Earlier this week, a major WiFi vulnerability was found to exist in the WPA2 (WiFi Protected Access 2) encryption protocol. Prior to the discovery of this vulnerability, WPA2 was hailed as the most secure method of protecting your WiFi network. It’s been estimated that WPA2’s Advanced Encryption Standard (AES) would take millions of years for even the most advanced supercomputers to break through its encryption process. Unfortunately, the latest attack does not have to break through any form of encryption. Instead it exploits a serious weakness found in WPA2’s framework.
The KRACK WiFi Vulnerability
A Key Re-installation Attack (KRACK for short) can completely bypass WPA2’s security. The attack works by tricking the WiFi network into believing that the hacker has the correct credentials to access the network. Once inside, the hacker can monitor every piece of information flowing into and out of the WiFi network. All kinds of personal information, such as credit cards, social security numbers, usernames, and passwords are at risk of being stolen. If you believe your information may have been stolen, try running a background check on yourself to determine if someone has been using your information.

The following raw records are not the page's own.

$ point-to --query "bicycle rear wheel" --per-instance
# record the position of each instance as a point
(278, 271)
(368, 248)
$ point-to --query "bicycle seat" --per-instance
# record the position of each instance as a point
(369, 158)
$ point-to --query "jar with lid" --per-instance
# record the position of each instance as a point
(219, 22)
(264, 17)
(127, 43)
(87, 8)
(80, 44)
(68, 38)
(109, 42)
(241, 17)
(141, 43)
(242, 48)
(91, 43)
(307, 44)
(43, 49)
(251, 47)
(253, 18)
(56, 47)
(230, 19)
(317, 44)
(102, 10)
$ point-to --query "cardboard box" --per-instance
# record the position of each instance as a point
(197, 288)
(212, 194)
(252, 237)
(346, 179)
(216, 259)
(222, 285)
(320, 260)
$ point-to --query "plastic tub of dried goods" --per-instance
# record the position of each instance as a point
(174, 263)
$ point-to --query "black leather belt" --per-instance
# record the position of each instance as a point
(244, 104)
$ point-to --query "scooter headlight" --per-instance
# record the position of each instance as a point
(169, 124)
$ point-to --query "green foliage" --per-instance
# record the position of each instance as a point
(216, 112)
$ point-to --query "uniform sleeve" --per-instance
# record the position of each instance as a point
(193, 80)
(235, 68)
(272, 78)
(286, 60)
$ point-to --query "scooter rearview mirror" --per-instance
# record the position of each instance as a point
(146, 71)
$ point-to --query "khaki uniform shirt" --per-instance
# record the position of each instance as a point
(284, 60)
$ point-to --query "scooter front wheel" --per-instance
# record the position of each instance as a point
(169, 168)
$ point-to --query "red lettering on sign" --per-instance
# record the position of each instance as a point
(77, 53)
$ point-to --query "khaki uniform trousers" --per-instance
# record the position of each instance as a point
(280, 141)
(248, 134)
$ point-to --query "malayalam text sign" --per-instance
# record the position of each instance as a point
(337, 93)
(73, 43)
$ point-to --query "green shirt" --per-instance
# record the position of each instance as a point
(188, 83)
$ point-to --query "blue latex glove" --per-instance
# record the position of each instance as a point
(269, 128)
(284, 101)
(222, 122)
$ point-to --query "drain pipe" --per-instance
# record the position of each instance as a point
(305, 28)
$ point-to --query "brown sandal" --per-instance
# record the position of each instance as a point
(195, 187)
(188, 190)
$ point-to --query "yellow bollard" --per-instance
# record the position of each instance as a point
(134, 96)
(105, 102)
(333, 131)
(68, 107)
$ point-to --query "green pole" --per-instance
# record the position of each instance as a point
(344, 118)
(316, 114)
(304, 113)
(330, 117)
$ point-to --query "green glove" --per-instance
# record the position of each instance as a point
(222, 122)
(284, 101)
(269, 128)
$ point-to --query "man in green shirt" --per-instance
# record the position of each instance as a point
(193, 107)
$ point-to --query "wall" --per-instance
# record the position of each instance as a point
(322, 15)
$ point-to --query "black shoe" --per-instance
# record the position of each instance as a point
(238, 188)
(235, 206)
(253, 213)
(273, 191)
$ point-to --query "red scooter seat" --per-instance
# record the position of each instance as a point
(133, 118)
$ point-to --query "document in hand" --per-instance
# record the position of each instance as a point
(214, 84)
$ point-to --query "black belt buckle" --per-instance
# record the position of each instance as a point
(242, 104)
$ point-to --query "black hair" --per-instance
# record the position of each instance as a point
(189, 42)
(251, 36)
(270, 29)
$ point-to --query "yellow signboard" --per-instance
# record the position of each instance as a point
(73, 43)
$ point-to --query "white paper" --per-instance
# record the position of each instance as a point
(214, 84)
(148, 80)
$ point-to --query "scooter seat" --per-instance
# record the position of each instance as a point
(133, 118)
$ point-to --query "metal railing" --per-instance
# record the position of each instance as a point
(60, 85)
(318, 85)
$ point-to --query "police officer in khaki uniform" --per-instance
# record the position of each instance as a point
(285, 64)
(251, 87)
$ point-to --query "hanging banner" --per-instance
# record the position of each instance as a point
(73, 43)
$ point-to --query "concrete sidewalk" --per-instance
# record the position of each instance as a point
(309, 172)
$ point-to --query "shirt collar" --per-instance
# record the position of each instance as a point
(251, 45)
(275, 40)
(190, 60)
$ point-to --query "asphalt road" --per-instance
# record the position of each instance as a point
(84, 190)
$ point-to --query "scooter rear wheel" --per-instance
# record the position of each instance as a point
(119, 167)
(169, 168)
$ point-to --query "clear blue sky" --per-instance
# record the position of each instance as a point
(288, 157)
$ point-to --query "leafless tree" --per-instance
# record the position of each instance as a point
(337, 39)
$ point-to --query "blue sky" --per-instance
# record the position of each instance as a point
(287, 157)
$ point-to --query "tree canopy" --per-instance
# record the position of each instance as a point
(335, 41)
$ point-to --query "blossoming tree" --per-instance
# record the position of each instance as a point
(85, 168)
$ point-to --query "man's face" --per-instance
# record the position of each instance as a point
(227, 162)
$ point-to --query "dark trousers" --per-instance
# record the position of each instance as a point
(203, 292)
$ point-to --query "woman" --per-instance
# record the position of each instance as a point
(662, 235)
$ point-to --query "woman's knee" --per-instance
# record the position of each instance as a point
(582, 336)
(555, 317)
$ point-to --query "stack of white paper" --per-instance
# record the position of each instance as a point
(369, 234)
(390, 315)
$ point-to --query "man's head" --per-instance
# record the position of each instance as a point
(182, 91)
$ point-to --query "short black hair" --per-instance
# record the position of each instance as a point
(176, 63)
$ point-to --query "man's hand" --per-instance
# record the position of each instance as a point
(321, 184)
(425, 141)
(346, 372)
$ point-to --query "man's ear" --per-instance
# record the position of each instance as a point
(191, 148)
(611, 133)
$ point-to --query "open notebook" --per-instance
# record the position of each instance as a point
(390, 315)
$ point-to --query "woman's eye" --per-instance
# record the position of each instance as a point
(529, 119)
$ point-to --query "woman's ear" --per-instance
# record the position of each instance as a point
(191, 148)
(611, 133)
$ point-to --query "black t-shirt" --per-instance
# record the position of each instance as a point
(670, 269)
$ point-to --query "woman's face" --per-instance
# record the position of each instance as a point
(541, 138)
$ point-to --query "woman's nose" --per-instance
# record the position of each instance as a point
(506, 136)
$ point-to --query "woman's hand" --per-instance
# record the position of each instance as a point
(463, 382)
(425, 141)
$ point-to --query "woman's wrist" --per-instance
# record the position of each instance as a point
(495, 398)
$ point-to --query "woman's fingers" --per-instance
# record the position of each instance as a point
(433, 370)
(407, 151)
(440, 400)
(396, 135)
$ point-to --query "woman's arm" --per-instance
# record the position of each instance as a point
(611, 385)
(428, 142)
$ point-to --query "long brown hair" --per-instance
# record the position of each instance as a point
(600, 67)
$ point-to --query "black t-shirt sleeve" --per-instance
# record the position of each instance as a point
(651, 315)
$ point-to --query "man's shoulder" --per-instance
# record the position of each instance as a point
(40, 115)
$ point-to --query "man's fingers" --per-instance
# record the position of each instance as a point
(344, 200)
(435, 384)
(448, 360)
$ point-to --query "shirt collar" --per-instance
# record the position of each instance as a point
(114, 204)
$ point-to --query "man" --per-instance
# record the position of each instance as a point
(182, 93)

Certain operating systems are more susceptible to KRACK (such as Android 6.0 or higher and Linux OS). It’s important to note that all devices operating off of WiFi networks are vulnerable. This includes PCs, laptops, smartphones, and even IoT devices (such as digital home assistants and smart TVs).
How To Protect Your WiFi Network
Mathy Vanhoef, the security researcher who discovered WPA2’s vulnerability to key re-installation based attacks, has published both a research paper as well as a website that goes into further detail on subject. However, if you’re not into the more technical aspects of the attack, and are only concerned with how you can protect yourself from this new threat, we’ve got you covered.
Update All Devices On Your Network
Updating any WiFi connected device is by far the most important thing you can do to protect your network. In this particular case, your number one priority should be updating your router’s firmware. While updating firmware usually requires some additional steps, the process is simple enough that anyone can do it.
Once you’ve updated the firmware on your router, your next priority is the software on the rest of your devices. Most major manufacturers have already developed patches for the KRACK vulnerability. However, there are still some manufacturers who have yet to release an update for their devices. If you’re unsure about whether your device’s manufacturer has already provided a patch for this WiFi vulnerability, take a look at this list.
Use An Alternative Connection To WiFi
What if the majority of your devices have not been properly patched? In that case, the next best thing you can do is disable your router’s WiFi and use an alternative connection. While not every device has a built in ethernet port available, some of the more data sensitive devices, such as PCs and laptops, are sure to have one. Consider utilizing these ethernet connections on your important devices until a proper fix has been publicly released.
In addition to PCs and laptops, smartphones also contain a ton of sensitive information. Unfortunately, many of these devices are at an elevated risk (Android devices in particular). In order to protect your smartphone from this WiFi vulnerability, try using your smartphone’s data instead of connecting to the WiFi, especially if you find yourself in a public place.
If there’s one thing you take away from this article, it’s that you should always keep your devices updated. Most modern devices come standard with some sort of auto-update feature. Enabling this feature can help secure your devices from potential vulnerabilities in the future. For those devices that require manual updates (such as router firmware), remain vigilant and keep a lookout for future updates.
If you found this article helpful, or have any additional tips, please let us know in the comment section below!
Related Article: How To Secure Your Connected Devices And Personal Information
Update (11/8/2017): Google has released a new security patch for Android devices (versions 5.0.2 Lollipop to 8.0 Oreo) that addresses the KRACK WiFi vulnerability. There are multiple patches available for November, however the 2017-11-06 patch is the one to look out.